How do we find such elements $a,b$? The idea is to sample a smaller list $R$ which contains a $p$ fraction of the elements of $S$, for suitable $p$. An element $x \in R$ of rank $r$ in $S$ will have rank in the range $pr \pm c\sqrt{pr}$ in $R$ with probability $1-e^{-O(c^2)}$ (due to a Chernoff bound). In particular, if we the elements $a,b$ ranked $pk - c\sqrt{pk}$ and $pk + c\sqrt{pk}$ in $R$, respectively, then $\rank(a) \leq k \leq \rank(b)$ with probability $1 - e^{-O(c^2)}$. The size of the corresponding list $P$ will be roughly $$\Delta \approx p^{-1} (\rank_R(b) - \rank_R(a)) = 2c\sqrt{n/p}.$$ We can find the elements $a,b$ by sorting the list $R$, which takes time $O(pn \log(pn))$. In total, the algorithm looks like this:

1. Sample a set $R$ by putting each element with probability $p$.

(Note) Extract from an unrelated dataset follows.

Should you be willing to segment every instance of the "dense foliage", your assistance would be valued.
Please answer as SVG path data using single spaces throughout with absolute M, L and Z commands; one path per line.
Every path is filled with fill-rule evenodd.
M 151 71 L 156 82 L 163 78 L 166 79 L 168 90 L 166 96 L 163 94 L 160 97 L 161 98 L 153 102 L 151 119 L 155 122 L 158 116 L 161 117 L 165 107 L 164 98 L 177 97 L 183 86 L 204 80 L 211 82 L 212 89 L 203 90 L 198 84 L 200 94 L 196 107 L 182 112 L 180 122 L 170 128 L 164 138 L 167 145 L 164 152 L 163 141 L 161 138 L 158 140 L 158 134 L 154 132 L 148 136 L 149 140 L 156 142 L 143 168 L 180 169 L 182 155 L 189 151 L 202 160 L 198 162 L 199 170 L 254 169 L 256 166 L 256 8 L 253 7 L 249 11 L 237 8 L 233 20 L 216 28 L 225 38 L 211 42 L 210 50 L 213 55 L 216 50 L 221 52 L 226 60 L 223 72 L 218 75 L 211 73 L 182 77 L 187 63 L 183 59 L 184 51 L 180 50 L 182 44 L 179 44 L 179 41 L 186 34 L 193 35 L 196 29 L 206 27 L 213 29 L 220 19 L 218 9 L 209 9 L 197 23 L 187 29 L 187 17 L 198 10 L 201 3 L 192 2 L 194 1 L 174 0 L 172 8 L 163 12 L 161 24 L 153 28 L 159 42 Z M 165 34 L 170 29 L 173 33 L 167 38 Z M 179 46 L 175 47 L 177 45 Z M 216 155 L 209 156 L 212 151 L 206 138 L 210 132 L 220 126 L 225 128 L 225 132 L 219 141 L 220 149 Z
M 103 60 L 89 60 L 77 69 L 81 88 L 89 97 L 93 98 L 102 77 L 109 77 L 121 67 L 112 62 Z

2. Sort $R$ in time $O(pn \log n)$.
3. Find the elements $a,b$ ranked $pk-c\sqrt{pk}$ and $pk+c\sqrt{pk}$ in $R$.
4. Proceed as before.

The total running time is $$O(pn\log n + n + c\sqrt{n/p}\log n).$$ In order for this to be $O(n)$, we need $$\Omega(c^2 \log^2 n/n) \leq p \leq O(1/\log n).$$ For the algorithm to succeed with high probability $1 - o(1)$, we need $c = \omega(1)$. One setting which satisfies all these constraints is $p = n^{-1/4}$ and $c = n^{1/8}$, the choice taken in the slides.